麵對不斷靠近的野狗,壯漢硬著頭皮,舉起西瓜刀用力一劈。


    不出意料,野狗再次輕鬆躲過,同時高高躍起,正好咬在壯漢的咽喉處。


    哧啦!


    在大媽驚恐的眼神中,野狗將壯漢脖子撕咬下一大塊皮肉,連白色的喉管都能看到了。
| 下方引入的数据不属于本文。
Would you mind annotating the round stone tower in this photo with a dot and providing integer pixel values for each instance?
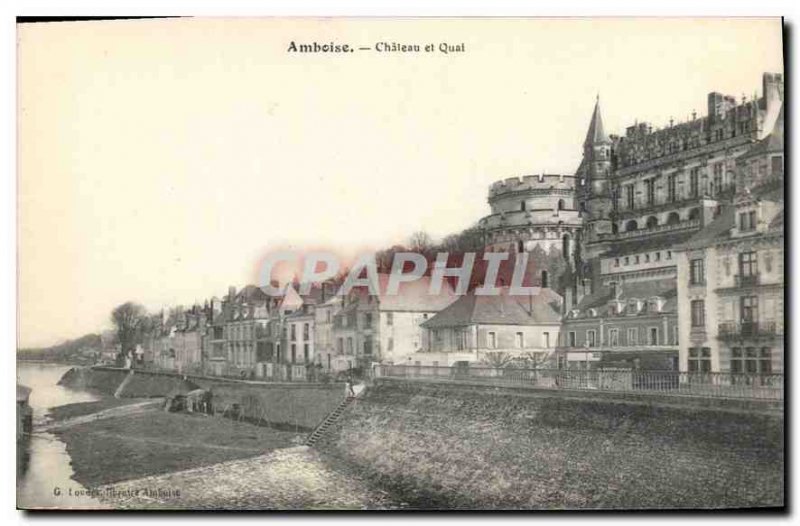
(537, 214)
    壯漢手捂傷口,鮮血止不住地從指縫中湧出,緩緩倒地。


    “媽呀!”


    斷手壯漢看得魂飛魄散,哪裏還顧得上大媽,立馬拔腿就跑。


    大媽則兩眼一翻,徹底暈死了過去。


    將撕咬下來的肉塊咽下去後,野狗扭頭看向我們。


    王剛看得直皺眉頭,下意識地摸向腰間的殞鐵刀。


    我讓他不用緊張,這人麵狗雖然兇殘,但對我們沒有惡意。


    八成是來引路的。


    “引路?”


    就在王剛疑惑時,人麵狗朝我們點點頭,然後朝巷子的另一邊走去,腳步很是輕快。


    “咬人的狗果然不叫喚,老九,要跟上去嗎?”


    “跟。”


    我們遠遠跟著野狗,它的腳步不緊不慢,時不時還迴頭看一眼,生怕我們跟丟了。


    離開巷子後,我裝作係鞋帶,蹲下不經意地向後一瞥,正好看到了跟蹤的菊一會成員。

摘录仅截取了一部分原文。